Маша зачерпнула из чугуна горячей воды, подбавила туда холодной, стала лить на ребенка. Тот пронзительно заголосил.

— С гуся вода, а с нашего Володеньки — худоба! — смеясь, приговаривала Люба.

Она выхватила его из корыта быстро завернула в полотенце, заходила по комнате.

— Ей-богу, Маш, подумай… Да если б меня так кто любил, я из одной благодарности за него вышла…

Маша молчала. В запертую дверь постучали, дернули за ручку.

— Нельзя! — закричала Люба. — Холоду напустите… Слышь, Маш, а у тебя там, ну, на стройке этой, кто был?

— Нет, — коротко ответила Маша.

— Ей-богу?! — недоверчиво переспросила Люба.

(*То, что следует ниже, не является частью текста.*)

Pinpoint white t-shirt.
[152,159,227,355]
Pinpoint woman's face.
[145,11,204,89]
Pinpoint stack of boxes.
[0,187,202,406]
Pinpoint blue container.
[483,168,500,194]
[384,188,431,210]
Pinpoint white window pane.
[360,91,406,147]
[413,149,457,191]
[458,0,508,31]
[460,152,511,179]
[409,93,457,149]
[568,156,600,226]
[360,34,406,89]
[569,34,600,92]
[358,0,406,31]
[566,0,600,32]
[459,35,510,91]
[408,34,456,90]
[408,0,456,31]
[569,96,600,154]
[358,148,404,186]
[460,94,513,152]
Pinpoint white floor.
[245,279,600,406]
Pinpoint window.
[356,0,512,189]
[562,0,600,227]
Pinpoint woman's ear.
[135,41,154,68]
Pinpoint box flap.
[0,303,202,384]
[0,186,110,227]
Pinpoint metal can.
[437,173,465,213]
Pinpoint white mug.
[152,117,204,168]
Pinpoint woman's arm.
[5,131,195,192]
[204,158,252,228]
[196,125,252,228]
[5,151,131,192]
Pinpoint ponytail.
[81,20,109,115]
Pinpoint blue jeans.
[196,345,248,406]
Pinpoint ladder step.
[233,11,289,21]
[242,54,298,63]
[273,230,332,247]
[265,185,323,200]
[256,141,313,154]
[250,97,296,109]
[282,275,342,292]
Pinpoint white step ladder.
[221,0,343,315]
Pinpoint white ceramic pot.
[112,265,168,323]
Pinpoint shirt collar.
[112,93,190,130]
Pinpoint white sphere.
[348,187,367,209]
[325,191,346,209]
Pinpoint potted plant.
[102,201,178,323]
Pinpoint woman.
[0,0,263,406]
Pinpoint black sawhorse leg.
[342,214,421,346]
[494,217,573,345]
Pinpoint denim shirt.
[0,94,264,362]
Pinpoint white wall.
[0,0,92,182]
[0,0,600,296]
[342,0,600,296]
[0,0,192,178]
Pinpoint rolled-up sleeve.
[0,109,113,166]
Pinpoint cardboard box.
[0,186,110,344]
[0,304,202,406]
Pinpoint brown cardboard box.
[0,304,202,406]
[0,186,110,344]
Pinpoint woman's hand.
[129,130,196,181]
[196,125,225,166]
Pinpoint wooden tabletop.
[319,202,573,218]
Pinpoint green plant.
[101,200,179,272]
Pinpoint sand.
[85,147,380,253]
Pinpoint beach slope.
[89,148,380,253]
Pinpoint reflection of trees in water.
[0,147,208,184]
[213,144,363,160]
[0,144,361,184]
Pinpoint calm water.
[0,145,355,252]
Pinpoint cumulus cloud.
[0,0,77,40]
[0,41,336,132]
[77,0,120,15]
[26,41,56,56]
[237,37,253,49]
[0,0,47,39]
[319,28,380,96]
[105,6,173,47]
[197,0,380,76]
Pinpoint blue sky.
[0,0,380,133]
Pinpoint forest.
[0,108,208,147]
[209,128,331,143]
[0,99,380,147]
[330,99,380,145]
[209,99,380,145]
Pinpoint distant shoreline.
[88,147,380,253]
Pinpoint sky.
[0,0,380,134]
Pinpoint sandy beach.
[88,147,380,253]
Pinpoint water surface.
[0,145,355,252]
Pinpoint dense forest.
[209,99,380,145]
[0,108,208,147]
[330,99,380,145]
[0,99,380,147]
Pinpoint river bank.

— Ты ребенка укладывай, заревет сейчас.

— Сейчас мы его, крикуна! — Люба метнулась к кровати, одной рукой мгновенно расстелила пеленки. — Неужель никто не ухаживал, Маш?

— Ухаживали… — Маша подняла с полу чугун, поднесла его к печке, продвинула вовнутрь. И, глядя на пышущие жаром переливающиеся уголья, задумчиво добавила: — Ухаживали…

— И чего-нибудь вышло?

— Да так… не вышло. Мне теперь, Люб, все равно. Замуж так замуж. — И Маша засмеялась, и было непонятно, шутит она или говорит всерьез.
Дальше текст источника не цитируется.